トランプ大統領は、ベネズエラの制裁対象となっている3,000万~5,000万バレルの原油がアメリカに引き渡されると発表したが、「昨年12月中旬に課した輸出規制により、数百万バレルの原油をタンカーや貯蔵タンクに積んだまま、出荷できない状態が続いている 」というロイターの記事にあるように、とりあえずタンカーや貯蔵施設に留め置かれている数百万バレルの原油をアメリカ国内で販売するらしい。
https://jp.reuters.com/markets/commodities/64DTOZ2B2RIATJDQHZ4TJHCYWY-2026-01-07/
その売却益は「ベネズエラと米国の国民の利益のために使われるよう自ら管理すると述べた。」とガルフコーストの記事に書かれている。
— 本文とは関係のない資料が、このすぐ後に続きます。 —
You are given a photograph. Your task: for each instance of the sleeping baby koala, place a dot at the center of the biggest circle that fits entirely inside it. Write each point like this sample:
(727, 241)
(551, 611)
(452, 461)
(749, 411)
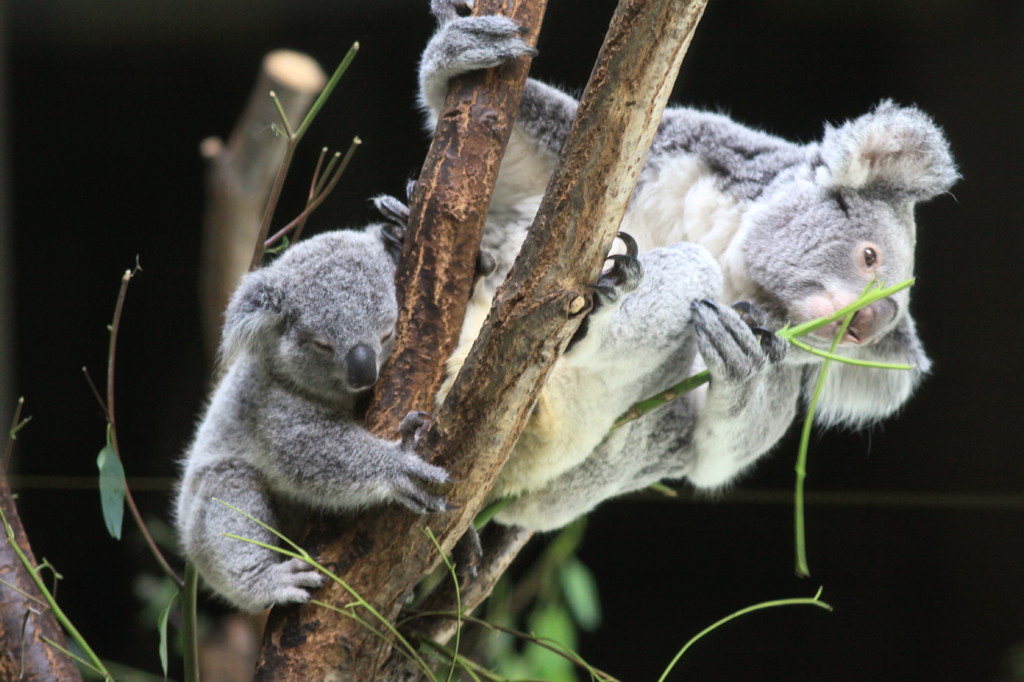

全ての制裁対象となっているベネズエラ産の原油を押収し、販売した場合、「原油の価値は15億~25億ドル(約2300億~3900億円)」相当になるという。
「この原油を輸送するには、世界最大級の石油タンカーが最大25隻必要になる」と言われている。
(超大型タンカーが積み込むことができる原油は200万~400バレルであり、VLCCで200万バレル、ULCCで400万バレル。)
https://www.idemitsu.com/jp/business/oil/supplychain/index.html
https://toubiyanmar.com/archives/1039
【参考】2026年1月7日の記事(現地時間)
米国は、ロシア関連のものも含めベネズエラ関連の制裁対象石油タンカー2隻を拿捕し、同国産石油数百万バレルの販売を開始すると発表したことで、ベネズエラの石油輸出に対する統制を誇示している。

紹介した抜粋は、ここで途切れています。